The New Yorker magazine, which used to be so touch-minded about politicians named Johnson and Nixon, published an adoring portrait of Sen. Kennedy last week, a lyrical piece that evoked the misty harbor at Hyannisport and the warmth Kennedy has for his children and all of the old Kennedy images that were so charming when we first encountered them in 1960. The piece was so misty that I may have missed the point, but I presume we were supposed to feel touched by the drama unfolding.
The poetry, unfortunately, was interrupted by Sen. Kennedy's own astonishing words on the subject of leasership. I commmend them to all honest inquirers, for, in the space of a New Yorker column, the senator employed nearly every cliche I have heard from politicians' mouths over the past 20 years. Here's a little bit of it:
". . . The nature of the challenge today is more complicated than it was in the sixties, especially in the face of single-interest constituencies and power groups.There are serious questions among the young and others about how relevant and responsive our institutions are to our lives -- that includes the federal government, conglomerates, the media, the church, the family.

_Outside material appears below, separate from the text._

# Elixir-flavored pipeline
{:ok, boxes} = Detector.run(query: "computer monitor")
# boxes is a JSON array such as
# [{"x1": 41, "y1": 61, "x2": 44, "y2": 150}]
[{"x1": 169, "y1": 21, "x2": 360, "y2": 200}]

There's a healthy skepticism. Constructive questioning is positive and can help us find our way, but there's a real danger of cynicism, and cynicism is obviously destructive. The political system has got to work. It's all we have."

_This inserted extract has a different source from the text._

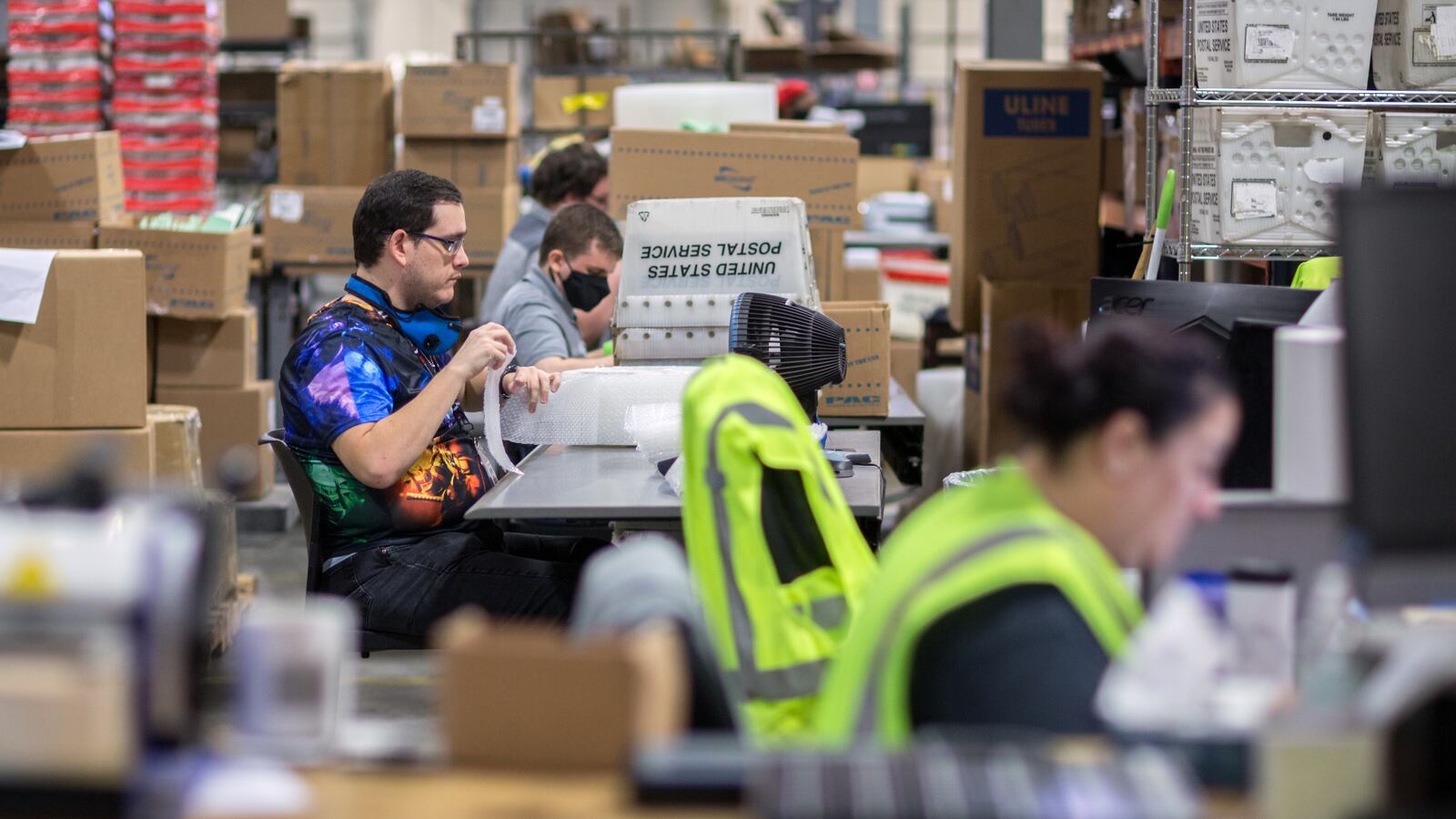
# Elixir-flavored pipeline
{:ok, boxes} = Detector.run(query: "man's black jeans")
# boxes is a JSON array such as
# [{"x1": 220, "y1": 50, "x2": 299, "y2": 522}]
[{"x1": 323, "y1": 528, "x2": 604, "y2": 635}]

When I read that passage, my heart pined for Lincoln. My mind asked: What is the great cause that propels the Kennedy movement, the moral imperative that rallies these citizens to oust an incumbent president? We know what united citizens in the 1968 struggle, but Kennedy and his people have not answered that question persuasively. It cannot be the price of gasoline for the loss of Nicaragua or inaction on national health insurance. Surely they are after something more enduring. But what?

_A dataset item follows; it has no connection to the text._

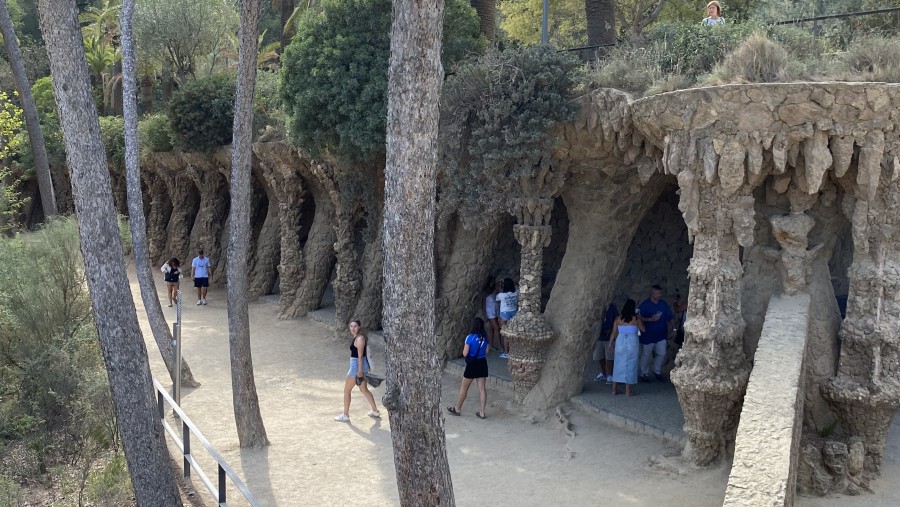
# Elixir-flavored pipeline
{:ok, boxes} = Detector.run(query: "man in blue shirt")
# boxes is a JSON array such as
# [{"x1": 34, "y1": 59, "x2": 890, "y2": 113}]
[{"x1": 638, "y1": 285, "x2": 675, "y2": 382}]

"Leadership," I am told. I mistrust that word. When I ask them to explain, they usually evade or bring up fraudulent memories of a golden past that never was. "Leadership," I am told, is when the country was united and felt good about itself.
When was that? Not during the Civil War, surely, when democracy's most eloquent leader was in power, reviled and loved, crafty and good, shrewd and wise. Not during the Depression, when Franklin Roosevelt was in office, whom some Americans worshipped and others hated. Our noblest leaders presided in the most fractious times, not periods of contentment, yet we remember them differently, as great unifying voices in our history.
Let me suggest why. A great leader in a great democracy is able to see the future and make it convincing. Not necessarily peaceable and painless, but convincing. He speaks in a way that pulls us toward the emerging realities, makes people willing, even eager, to confront the hard newness of life. A sense of national destiny -- that is what runs through the great speeches of Lincoln and Roosevelt. People hated both men, but people also followed their words.
Does Edward Kennedy have a convincing vision of the future? $ does Jimmy Carter, for that matter? Or Jerry Brown or any of the interesting array of Republicans? I do not expect to find a Lincoln among them or even a Roosevelt, but I think that is the question they ought to answer.